Running An Experiment

To run evaluations on your newly created experiment on Confident AI, simply:

  1. Create LLMTestCases/ConversationalTestCases (in code) with required fields such as actual_output generated by the LLM application you're trying to evaluate.
  2. Send created test cases to Confident AI via deepeval using the confident_evaluate function, supplying the experiment_name in the process.
note

You must be logged in to Confident AI through deepeval for this to work.

from deepeval import confident_evaluate
from deepeval.test_case import LLMTestCase

confident_evaluate(
experiment_name="My First Experiment",
test_cases=[LLMTestCase(...)]
)

There are two mandatory and one optional arguments when calling the confident_evaluate() function:

  • experiment_name: a string that specifies the name of the experiment you wish to evaluate your test cases against on Confident AI.
  • test_cases: a list of LLMTestCases/ConversationalTestCases OR an EvaluationDataset.
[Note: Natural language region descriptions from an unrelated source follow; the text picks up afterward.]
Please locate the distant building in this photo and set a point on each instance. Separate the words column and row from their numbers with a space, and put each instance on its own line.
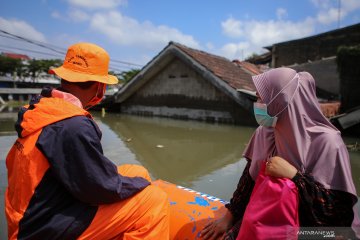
column 181, row 82
column 313, row 48
column 16, row 56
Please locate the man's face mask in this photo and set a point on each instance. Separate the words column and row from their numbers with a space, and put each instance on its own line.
column 260, row 109
column 98, row 97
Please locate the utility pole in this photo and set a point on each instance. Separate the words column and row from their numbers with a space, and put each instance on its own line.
column 339, row 12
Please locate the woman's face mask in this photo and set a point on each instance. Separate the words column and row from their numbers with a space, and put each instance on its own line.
column 262, row 117
column 260, row 109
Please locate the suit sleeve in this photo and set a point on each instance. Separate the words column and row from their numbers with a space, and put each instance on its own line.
column 74, row 151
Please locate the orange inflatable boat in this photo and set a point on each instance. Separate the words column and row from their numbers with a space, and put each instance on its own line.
column 189, row 210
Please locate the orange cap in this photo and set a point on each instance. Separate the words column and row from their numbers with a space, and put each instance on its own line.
column 85, row 62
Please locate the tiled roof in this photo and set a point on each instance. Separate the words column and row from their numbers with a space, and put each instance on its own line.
column 230, row 72
column 16, row 56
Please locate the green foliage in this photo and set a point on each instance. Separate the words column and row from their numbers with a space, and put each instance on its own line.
column 9, row 65
column 36, row 67
column 32, row 68
column 126, row 76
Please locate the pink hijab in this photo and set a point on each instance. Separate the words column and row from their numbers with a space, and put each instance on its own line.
column 302, row 135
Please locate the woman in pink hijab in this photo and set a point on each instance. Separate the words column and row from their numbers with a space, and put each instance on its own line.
column 300, row 144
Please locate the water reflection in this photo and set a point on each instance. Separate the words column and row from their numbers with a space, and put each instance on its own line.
column 179, row 151
column 202, row 156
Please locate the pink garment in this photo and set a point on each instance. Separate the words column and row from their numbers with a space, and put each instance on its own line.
column 303, row 135
column 272, row 212
column 67, row 97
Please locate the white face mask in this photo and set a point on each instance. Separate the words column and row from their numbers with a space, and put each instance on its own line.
column 260, row 109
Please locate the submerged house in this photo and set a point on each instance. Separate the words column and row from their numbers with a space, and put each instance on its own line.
column 185, row 83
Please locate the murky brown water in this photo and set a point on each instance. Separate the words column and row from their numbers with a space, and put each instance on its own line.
column 202, row 156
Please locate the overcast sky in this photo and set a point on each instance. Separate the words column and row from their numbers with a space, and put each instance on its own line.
column 135, row 31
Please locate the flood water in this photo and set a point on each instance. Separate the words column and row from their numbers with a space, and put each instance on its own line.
column 202, row 156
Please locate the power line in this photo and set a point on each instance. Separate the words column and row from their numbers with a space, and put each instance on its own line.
column 31, row 41
column 6, row 48
column 52, row 47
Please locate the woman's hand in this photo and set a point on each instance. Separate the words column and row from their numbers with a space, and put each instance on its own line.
column 279, row 167
column 216, row 229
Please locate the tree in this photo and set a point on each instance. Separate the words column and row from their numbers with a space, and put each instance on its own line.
column 36, row 67
column 10, row 65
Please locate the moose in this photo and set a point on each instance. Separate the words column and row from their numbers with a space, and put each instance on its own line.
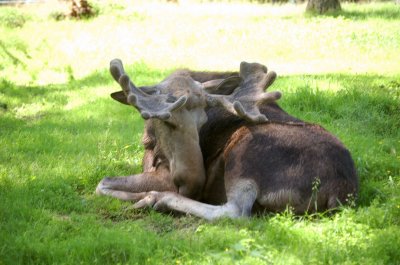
column 217, row 145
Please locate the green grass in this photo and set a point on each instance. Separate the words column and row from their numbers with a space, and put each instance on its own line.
column 60, row 133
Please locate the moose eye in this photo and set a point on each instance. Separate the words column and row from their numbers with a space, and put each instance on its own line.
column 171, row 98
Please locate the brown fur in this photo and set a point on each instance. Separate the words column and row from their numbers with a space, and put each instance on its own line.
column 266, row 167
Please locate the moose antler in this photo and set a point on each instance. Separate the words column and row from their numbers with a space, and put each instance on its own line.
column 245, row 99
column 150, row 106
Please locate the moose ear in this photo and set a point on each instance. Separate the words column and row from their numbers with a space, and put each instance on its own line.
column 120, row 97
column 222, row 86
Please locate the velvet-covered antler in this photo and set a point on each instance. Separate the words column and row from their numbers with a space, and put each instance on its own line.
column 150, row 106
column 245, row 99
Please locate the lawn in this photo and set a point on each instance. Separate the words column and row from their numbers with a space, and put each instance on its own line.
column 61, row 133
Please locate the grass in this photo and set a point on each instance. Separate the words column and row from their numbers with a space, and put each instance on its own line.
column 60, row 133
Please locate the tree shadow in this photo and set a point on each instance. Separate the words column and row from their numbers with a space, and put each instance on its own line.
column 387, row 14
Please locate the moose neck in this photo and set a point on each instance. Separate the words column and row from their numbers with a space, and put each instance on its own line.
column 180, row 145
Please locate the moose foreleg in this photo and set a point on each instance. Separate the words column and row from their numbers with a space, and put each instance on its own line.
column 133, row 188
column 241, row 198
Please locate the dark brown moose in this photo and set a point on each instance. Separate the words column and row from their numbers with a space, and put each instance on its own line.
column 217, row 145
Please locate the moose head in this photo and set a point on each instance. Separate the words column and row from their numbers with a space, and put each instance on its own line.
column 175, row 112
column 211, row 151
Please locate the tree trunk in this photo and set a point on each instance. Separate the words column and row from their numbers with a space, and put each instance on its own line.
column 322, row 6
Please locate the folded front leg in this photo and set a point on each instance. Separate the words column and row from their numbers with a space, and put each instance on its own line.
column 135, row 187
column 240, row 202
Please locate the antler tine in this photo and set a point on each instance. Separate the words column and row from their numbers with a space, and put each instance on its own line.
column 246, row 99
column 150, row 106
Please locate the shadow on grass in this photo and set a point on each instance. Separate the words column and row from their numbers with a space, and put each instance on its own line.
column 364, row 111
column 383, row 13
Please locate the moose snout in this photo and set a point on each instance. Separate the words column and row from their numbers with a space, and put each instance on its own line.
column 103, row 186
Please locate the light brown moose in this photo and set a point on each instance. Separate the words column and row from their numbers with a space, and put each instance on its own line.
column 217, row 145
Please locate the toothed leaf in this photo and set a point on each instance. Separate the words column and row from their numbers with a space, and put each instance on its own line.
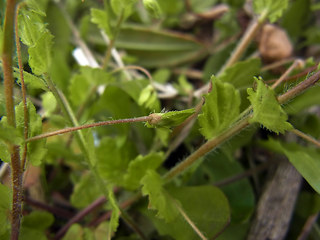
column 266, row 109
column 222, row 106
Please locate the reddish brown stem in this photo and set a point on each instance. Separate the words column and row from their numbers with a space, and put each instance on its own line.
column 14, row 149
column 23, row 90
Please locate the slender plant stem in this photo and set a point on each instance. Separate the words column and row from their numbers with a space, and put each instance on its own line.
column 112, row 40
column 80, row 138
column 240, row 49
column 300, row 88
column 7, row 60
column 14, row 149
column 23, row 90
column 90, row 125
column 306, row 137
column 205, row 148
column 236, row 128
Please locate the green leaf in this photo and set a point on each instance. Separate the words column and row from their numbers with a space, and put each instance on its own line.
column 240, row 74
column 158, row 197
column 152, row 7
column 158, row 48
column 10, row 134
column 49, row 103
column 75, row 232
column 4, row 151
column 32, row 81
column 305, row 160
column 169, row 119
column 82, row 83
column 30, row 26
column 5, row 209
column 38, row 7
column 266, row 109
column 139, row 166
column 273, row 8
column 206, row 206
column 305, row 100
column 221, row 165
column 36, row 149
column 123, row 7
column 114, row 219
column 222, row 106
column 114, row 155
column 40, row 54
column 149, row 98
column 85, row 191
column 101, row 18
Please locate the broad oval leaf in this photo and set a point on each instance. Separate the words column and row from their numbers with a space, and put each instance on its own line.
column 221, row 107
column 305, row 160
column 156, row 48
column 266, row 109
column 207, row 208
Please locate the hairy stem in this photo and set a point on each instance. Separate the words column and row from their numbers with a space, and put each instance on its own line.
column 240, row 49
column 236, row 128
column 66, row 108
column 205, row 148
column 306, row 137
column 16, row 172
column 23, row 90
column 90, row 125
column 300, row 88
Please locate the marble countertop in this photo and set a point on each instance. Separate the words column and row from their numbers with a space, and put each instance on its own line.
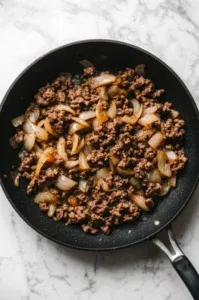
column 33, row 268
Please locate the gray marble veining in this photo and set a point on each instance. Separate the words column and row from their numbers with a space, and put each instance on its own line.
column 33, row 268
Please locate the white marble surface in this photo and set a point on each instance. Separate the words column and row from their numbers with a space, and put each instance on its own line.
column 33, row 268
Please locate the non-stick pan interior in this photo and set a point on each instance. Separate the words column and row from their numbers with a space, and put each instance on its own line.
column 105, row 55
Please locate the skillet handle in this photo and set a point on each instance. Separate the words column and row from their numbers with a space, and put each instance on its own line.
column 181, row 263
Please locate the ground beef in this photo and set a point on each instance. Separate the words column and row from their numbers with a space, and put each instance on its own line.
column 117, row 149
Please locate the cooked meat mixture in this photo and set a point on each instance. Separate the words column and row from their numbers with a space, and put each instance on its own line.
column 96, row 148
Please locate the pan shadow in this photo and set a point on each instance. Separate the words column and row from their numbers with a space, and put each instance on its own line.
column 143, row 254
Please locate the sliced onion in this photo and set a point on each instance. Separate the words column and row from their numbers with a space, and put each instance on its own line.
column 174, row 113
column 40, row 133
column 164, row 190
column 74, row 127
column 70, row 164
column 163, row 166
column 137, row 108
column 13, row 143
column 37, row 150
column 102, row 90
column 135, row 183
column 171, row 155
column 140, row 201
column 51, row 209
column 129, row 119
column 172, row 181
column 154, row 176
column 29, row 141
column 61, row 144
column 66, row 108
column 156, row 140
column 46, row 156
column 41, row 123
column 114, row 90
column 112, row 111
column 75, row 140
column 102, row 173
column 64, row 183
column 80, row 121
column 18, row 121
column 86, row 63
column 124, row 172
column 148, row 119
column 34, row 114
column 95, row 124
column 104, row 185
column 83, row 164
column 49, row 128
column 86, row 115
column 114, row 159
column 150, row 110
column 83, row 186
column 102, row 79
column 45, row 197
column 101, row 114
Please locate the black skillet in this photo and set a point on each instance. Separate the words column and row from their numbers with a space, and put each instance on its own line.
column 105, row 55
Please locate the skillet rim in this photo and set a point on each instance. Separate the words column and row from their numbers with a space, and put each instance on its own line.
column 190, row 99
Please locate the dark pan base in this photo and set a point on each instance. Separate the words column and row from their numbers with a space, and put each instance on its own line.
column 105, row 55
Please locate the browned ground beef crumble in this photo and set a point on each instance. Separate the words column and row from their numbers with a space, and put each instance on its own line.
column 98, row 209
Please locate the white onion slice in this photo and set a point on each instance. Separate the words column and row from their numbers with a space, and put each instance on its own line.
column 148, row 119
column 135, row 183
column 40, row 133
column 74, row 127
column 49, row 128
column 37, row 150
column 172, row 181
column 102, row 173
column 29, row 141
column 51, row 209
column 102, row 79
column 171, row 155
column 114, row 159
column 156, row 140
column 174, row 113
column 70, row 164
column 64, row 183
column 137, row 108
column 124, row 172
column 83, row 164
column 154, row 176
column 129, row 119
column 102, row 90
column 61, row 144
column 95, row 124
column 46, row 156
column 18, row 121
column 86, row 115
column 112, row 111
column 140, row 201
column 101, row 114
column 83, row 185
column 41, row 123
column 150, row 110
column 164, row 190
column 163, row 166
column 34, row 114
column 45, row 197
column 80, row 121
column 66, row 108
column 75, row 139
column 13, row 143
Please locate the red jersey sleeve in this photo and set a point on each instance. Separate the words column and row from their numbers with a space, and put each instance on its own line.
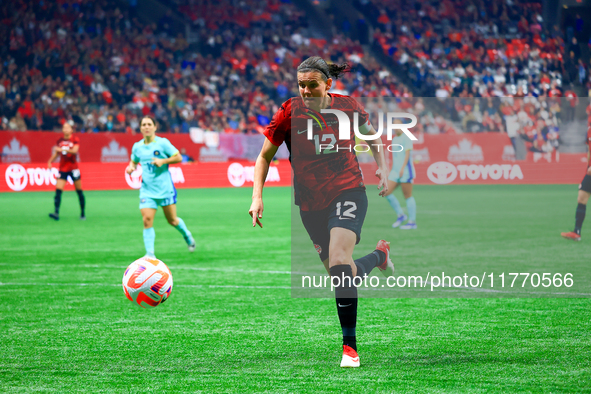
column 280, row 125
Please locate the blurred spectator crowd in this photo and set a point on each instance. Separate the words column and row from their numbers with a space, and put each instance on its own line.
column 94, row 63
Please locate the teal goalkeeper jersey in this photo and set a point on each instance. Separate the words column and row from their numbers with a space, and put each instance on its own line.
column 156, row 182
column 398, row 157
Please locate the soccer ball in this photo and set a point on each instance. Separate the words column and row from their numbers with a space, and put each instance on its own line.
column 147, row 282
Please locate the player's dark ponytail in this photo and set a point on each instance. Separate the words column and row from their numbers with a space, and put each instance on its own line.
column 316, row 63
column 152, row 119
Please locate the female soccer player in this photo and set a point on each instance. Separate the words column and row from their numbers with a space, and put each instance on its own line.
column 403, row 174
column 583, row 197
column 155, row 154
column 67, row 149
column 328, row 185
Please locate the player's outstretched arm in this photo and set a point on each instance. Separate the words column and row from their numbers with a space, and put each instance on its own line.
column 261, row 169
column 380, row 158
column 52, row 158
column 176, row 158
column 74, row 150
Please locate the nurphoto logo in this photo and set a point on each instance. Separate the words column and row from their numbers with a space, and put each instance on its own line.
column 328, row 143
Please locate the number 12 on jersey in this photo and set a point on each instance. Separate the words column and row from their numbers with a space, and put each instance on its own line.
column 329, row 143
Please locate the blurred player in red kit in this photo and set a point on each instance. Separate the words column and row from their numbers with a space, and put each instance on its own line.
column 67, row 149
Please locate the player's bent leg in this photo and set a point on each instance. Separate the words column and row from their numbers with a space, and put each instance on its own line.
column 582, row 199
column 81, row 199
column 149, row 233
column 342, row 271
column 57, row 199
column 179, row 224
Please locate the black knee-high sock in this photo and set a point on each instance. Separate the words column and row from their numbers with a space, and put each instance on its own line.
column 579, row 217
column 346, row 299
column 368, row 262
column 57, row 200
column 82, row 201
Confident AI will evaluate your LLM application using the metrics you defined for this particular experiment on these test cases.
  • disable_browser_opening: a boolean which when set to True, will disable the auto-opening of the browser, which brings you to the experiment page of experiment_name.

Once an experiment has completed running on Confident AI's infrastructure, a test run will be produced. A test run, as will be explained in the next section, is basically the evaluation result of your LLM application based on the results of the defined experimental evaluation metrics, and is also available to view on Confident AI.